Urodził się 7 maja 1913 roku w Berlinie. W 1919 roku jego rodzina przeniosła się do Poznania. Przed wojną mieszkał i pracował w Poznaniu jako chemik. Wielkopolska, po zajęciu przez niemieckiego okupanta we wrześniu 1939 roku, została włączona do III Rzeszy Niemieckiej jako Kraj Warty. Językiem urzędowym stał się język niemiecki. Wprowadzono godzinę policyjną i nakaz pracy dla Polaków. Skonfiskowano broń, odbiorniki radiowe, aparaty fotograficzne. Jerzy Kowalski w okresie niemieckiej okupacji został zatrudniony jako robotnik w Warsztatach Głównych Parowozowo-Wagonowych Polskich Kolei Państwowych w Poznaniu, czyli późniejszych Poznańskich Zakładach Naprawczych Taboru Kolejowego (w skrócie ZNTK Poznań).

Pod niemiecką okupacją Polacy szybko zaczęli organizować konspirację. W dniu 16 listopada 1939 roku działacze Stronnictwa Narodowego (SN) powołali konspiracyjną organizację wojskową – Narodową Organizację Bojową (NOB). Jerzy Kowalski zaangażował się w działalność ruchu oporu. Wiosną 1940 roku został zaprzysiężony do NOB w Wydzielonym Obwodzie Warsztaty Kolejowe w Poznaniu. Przyjął pseudonim „Georg”. Wiemy, że opracowywał mapy topograficzne pod kątem przyszłego powstania narodowego oraz że został przeszkolony na kursie wojskowym dla żołnierzy NOB, który był prowadzony w Wydzielonym Obwodzie Warsztaty Kolejowe.
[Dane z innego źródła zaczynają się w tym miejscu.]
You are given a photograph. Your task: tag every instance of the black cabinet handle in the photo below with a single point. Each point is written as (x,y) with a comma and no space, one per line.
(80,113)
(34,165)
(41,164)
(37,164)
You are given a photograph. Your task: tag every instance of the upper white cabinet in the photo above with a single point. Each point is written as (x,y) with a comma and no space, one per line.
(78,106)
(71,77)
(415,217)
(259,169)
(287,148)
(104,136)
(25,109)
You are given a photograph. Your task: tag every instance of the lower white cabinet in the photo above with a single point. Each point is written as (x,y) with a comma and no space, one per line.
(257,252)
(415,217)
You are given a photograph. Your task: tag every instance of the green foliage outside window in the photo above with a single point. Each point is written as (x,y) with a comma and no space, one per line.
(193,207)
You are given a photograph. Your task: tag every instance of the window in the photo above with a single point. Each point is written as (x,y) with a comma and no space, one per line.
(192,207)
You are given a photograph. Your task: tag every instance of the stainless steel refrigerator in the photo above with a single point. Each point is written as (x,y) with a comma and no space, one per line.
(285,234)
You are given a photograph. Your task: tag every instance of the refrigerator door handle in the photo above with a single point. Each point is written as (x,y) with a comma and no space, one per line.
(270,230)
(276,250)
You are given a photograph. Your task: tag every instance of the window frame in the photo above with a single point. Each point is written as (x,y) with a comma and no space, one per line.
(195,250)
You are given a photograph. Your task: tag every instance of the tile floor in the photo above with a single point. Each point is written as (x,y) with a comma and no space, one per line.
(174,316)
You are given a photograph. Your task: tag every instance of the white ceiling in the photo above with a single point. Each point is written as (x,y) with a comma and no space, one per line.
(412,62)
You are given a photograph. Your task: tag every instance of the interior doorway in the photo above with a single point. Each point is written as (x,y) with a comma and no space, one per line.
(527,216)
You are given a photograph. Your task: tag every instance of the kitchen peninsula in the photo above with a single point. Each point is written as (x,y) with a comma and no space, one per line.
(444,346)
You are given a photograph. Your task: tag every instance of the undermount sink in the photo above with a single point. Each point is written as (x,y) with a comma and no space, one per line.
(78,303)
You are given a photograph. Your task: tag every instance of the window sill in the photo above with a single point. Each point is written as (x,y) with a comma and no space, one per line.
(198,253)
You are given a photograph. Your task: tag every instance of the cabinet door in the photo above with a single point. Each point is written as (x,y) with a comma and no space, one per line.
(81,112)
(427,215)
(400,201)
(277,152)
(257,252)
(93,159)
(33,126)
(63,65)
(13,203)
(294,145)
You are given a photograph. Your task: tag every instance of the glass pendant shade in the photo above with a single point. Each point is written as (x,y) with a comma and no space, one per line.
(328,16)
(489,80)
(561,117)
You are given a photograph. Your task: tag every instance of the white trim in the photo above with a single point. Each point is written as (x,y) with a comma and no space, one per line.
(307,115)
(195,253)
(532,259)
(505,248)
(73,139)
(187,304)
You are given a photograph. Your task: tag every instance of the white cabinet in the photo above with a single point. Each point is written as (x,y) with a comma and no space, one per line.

Na skutek dekonspiracji i zwerbowania w NOB agentów organizacja została rozbita. Pierwsze aresztowania miały miejsce w grudniu 1940 roku. Jerzy Kowalski ps. „Georg” został aresztowany przez gestapo 27 stycznia 1941 roku i osadzony w poznańskim Forcie VII, a później w niemieckim więzieniu w Olsztynie. Poddano go wielomiesięcznemu intensywnemu śledztwu. Nie posiadamy żadnych informacji z tego okresu jego życia. Wiemy, że Jerzy Kowalski ps. „Georg” zmarł w niemieckim więzieniu w Olsztynie w 1942 roku z powodu wyczerpania organizmu niemieckim dochodzeniem. Miał 29 lat.